There are advantages to this: it’s faster and it’s open to more people. Blogs were democratizing, and Twitter is even more democratizing. You don’t have to start up your own blog and build up a readership to be heard. All you have to do is have a few followers and get rewteeted a bit.

Needless to say, however, there are disadvantages too.

Twitter is often too fast, and when you combine that with its 140-character limit, you end up with a lot of shrill and indignant replies. Sometimes this is deliberate: it’s what the tweeter really wants to say. But often it’s not. There’s a premium on responding quickly, since Twitter conversations usually last only hours if not minutes, and this means you’re often responding to a blog post in the heat of your very first reaction to something it says—often without even reading the full blog post first. In addition, it’s simply very difficult to convey nuance and tone in 140 characters.
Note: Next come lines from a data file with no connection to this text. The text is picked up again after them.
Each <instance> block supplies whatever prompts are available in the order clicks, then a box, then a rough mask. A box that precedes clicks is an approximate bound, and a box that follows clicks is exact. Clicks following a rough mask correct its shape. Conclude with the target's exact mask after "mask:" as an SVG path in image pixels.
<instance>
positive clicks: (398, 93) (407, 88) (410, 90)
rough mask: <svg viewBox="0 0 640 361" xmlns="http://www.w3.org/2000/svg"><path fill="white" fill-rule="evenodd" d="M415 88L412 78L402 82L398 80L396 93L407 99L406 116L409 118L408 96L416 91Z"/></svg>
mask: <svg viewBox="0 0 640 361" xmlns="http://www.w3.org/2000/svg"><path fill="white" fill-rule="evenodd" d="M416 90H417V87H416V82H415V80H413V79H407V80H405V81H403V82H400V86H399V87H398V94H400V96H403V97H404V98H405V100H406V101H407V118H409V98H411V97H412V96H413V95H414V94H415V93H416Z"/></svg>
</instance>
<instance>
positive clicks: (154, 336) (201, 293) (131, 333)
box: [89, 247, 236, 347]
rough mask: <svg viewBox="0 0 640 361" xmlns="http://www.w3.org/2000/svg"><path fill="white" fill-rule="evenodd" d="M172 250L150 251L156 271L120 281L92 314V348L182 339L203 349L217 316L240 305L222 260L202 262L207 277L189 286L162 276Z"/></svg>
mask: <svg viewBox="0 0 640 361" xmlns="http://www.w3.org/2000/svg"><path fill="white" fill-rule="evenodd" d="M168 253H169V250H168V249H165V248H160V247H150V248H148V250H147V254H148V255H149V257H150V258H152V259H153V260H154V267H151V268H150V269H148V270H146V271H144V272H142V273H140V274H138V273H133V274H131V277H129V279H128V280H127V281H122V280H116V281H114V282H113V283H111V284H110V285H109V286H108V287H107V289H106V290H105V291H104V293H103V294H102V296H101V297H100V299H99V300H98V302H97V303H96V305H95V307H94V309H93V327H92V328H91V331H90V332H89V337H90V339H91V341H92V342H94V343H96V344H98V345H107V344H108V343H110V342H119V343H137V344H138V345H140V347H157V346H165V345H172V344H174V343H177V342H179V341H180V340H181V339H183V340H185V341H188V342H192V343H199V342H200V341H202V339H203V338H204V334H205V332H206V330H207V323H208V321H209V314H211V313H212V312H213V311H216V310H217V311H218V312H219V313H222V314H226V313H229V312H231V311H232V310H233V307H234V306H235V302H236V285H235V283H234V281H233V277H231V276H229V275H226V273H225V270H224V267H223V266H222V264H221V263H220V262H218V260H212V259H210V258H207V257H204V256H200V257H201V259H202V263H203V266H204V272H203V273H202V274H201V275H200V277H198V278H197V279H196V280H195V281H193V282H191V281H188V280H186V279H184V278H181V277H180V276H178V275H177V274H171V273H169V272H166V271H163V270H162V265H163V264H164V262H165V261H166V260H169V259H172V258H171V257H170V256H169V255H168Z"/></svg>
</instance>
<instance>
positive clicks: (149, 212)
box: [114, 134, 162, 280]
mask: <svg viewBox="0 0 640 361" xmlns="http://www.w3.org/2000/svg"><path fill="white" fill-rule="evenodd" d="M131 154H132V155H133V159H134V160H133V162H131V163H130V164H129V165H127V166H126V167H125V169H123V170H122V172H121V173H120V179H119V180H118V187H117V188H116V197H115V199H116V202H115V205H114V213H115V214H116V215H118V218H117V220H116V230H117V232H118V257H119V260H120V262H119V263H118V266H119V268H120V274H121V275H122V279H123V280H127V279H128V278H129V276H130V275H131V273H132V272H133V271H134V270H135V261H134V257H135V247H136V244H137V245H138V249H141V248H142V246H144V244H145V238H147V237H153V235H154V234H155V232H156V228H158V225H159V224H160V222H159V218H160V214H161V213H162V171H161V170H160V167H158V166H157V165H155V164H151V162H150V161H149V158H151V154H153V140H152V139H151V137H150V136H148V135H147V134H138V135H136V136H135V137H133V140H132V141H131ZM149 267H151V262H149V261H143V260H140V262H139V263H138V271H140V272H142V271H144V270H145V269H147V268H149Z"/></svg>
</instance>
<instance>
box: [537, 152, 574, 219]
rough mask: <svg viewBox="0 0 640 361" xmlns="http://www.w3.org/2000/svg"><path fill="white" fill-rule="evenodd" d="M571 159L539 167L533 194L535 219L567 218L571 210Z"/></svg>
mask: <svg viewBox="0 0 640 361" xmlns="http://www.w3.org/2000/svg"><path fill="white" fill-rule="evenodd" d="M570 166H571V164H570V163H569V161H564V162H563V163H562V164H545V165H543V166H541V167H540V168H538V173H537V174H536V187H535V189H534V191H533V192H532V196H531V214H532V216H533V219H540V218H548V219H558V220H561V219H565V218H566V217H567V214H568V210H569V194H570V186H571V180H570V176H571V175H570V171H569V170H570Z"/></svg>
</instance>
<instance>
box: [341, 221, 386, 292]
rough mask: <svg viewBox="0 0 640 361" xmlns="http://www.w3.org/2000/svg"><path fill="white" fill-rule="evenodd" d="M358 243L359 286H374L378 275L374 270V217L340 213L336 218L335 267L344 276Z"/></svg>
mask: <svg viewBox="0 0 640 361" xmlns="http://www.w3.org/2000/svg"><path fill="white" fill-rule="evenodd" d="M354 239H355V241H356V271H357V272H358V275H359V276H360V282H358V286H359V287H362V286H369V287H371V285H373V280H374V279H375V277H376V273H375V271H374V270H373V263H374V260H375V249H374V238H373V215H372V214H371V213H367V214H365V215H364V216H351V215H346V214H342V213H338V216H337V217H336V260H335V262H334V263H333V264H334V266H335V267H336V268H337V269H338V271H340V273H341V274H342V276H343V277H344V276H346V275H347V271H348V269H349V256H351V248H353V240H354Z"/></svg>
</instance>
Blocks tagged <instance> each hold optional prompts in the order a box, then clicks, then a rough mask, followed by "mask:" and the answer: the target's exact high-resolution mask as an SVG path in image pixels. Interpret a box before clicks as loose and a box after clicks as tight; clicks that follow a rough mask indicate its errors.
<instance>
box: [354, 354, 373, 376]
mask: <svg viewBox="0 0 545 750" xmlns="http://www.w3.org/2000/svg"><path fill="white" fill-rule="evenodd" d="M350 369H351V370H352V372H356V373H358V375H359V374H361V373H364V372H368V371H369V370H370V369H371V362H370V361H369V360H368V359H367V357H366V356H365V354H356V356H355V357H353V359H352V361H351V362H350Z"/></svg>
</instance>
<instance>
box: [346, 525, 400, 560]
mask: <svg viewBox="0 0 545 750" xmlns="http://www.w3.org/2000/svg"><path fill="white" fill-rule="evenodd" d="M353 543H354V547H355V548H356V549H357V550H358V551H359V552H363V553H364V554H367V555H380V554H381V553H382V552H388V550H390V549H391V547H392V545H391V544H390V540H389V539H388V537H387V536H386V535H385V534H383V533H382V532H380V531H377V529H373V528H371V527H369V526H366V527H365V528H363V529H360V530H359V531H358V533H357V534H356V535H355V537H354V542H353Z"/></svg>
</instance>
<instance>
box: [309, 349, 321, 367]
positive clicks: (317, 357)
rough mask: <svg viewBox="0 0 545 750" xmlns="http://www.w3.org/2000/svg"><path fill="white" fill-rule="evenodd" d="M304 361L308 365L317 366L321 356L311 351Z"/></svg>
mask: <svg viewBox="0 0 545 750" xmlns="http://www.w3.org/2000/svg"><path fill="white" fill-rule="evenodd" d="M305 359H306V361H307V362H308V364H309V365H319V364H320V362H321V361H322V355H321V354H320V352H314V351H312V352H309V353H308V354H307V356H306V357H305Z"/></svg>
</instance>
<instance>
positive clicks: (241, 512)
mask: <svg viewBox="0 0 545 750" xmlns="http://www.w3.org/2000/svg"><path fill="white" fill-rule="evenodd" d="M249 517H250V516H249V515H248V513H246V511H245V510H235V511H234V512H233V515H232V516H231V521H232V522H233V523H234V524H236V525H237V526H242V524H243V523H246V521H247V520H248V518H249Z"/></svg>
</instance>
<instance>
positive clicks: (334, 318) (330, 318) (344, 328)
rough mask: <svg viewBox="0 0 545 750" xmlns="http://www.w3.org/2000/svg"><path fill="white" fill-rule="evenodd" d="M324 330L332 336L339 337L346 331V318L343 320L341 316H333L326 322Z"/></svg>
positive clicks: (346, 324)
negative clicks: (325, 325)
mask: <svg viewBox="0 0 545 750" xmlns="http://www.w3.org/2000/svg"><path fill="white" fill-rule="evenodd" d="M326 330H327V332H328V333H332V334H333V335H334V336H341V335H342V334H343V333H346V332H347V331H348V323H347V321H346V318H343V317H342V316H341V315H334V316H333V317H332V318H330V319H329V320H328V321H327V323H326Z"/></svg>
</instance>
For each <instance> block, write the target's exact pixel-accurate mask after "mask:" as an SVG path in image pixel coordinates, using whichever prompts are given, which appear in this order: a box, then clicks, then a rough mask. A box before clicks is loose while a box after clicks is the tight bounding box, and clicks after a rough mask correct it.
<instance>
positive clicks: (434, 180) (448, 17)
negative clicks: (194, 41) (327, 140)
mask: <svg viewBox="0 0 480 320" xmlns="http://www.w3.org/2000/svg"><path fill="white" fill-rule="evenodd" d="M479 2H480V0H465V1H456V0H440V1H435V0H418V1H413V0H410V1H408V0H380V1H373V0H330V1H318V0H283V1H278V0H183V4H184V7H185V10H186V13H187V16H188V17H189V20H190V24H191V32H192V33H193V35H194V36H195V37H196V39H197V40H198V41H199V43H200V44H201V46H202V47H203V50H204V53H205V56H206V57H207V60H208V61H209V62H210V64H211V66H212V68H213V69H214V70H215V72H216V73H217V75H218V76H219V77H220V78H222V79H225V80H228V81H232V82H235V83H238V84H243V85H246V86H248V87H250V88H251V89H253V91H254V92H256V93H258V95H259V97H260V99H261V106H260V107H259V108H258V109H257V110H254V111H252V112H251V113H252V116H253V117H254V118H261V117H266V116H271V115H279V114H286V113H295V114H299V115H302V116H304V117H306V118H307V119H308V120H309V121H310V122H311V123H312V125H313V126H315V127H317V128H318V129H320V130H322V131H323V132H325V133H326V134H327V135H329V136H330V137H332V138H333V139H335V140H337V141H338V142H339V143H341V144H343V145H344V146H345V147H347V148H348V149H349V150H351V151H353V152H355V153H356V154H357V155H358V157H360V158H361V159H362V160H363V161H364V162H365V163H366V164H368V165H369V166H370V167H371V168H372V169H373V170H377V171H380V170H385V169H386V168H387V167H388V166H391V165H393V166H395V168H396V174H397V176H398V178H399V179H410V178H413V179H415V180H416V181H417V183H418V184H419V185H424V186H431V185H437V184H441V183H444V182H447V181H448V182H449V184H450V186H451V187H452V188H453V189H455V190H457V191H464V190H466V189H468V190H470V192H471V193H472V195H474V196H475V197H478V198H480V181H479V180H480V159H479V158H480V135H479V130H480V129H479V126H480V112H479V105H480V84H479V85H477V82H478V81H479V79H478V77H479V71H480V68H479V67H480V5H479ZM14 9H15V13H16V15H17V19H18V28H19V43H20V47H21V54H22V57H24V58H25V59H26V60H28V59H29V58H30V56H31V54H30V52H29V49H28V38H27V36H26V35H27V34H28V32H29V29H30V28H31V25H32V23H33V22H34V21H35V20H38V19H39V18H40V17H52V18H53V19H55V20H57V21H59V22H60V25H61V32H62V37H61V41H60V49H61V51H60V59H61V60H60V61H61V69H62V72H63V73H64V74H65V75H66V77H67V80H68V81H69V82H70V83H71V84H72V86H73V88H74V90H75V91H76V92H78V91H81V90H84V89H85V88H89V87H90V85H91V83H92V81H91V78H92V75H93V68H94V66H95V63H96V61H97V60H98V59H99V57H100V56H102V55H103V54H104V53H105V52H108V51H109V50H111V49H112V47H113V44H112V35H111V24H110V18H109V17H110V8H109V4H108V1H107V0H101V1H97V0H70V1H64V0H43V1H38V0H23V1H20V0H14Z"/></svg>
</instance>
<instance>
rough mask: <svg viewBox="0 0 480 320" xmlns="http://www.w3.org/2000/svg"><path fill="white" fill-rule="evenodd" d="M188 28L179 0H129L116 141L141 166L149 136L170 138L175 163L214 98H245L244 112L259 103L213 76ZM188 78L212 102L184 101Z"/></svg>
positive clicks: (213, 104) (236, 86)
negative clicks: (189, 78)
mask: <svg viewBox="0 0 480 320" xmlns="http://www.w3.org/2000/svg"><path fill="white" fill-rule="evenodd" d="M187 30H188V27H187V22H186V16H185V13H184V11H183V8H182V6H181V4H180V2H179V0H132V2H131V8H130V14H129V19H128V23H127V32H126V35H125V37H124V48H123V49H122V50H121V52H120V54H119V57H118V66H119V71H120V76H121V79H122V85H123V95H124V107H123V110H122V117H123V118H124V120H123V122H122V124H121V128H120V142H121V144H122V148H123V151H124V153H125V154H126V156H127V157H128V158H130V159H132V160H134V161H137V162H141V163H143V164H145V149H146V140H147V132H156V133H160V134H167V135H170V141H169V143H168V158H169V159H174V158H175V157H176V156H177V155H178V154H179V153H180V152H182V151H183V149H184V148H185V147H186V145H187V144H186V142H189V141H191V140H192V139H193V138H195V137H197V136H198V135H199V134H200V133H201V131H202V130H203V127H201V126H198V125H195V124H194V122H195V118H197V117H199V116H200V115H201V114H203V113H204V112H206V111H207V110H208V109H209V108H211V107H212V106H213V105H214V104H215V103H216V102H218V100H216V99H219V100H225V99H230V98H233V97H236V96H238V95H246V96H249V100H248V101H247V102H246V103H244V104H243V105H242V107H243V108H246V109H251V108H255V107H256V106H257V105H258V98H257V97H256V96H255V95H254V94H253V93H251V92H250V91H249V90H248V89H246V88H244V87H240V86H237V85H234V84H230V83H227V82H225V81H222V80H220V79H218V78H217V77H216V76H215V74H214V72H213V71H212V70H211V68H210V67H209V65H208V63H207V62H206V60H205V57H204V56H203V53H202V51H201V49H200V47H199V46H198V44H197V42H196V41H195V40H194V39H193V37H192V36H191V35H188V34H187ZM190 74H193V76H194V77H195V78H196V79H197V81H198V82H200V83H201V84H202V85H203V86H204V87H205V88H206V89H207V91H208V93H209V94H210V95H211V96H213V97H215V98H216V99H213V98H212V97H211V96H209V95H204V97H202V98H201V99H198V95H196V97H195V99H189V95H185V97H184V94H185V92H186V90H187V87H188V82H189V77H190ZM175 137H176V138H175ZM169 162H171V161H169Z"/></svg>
Even if you don’t mean to sound shrill and outraged, you often do. Now multiply that by the sheer size of Twitter, where a few initial irate comments can feed hundreds of others within minutes, and you have less a conversation than you do a mindless pile-on.

Tyler Cowen makes clear that he has “no plans to chase traffic from social media”:

The human desire to be social used to be a huge cross-subsidy for music, as young people used musical taste to discover and cement social alliances.  Now we don’t need music so much to do that and indeed music plays a smaller role in the lives of many young people today.  This has been bad for music, although arguably good for sociability and of course good for Mark Zuckerberg.

The “problem” is that the web gives people what they want.  Those who survive as bloggers will be those who do not care too much about what other people want, and who are skilled at reaping cross-subsidies.

I’m with Tyler. Be yourself. Do your work. And they will find you. And serving those readers is all the reward you need.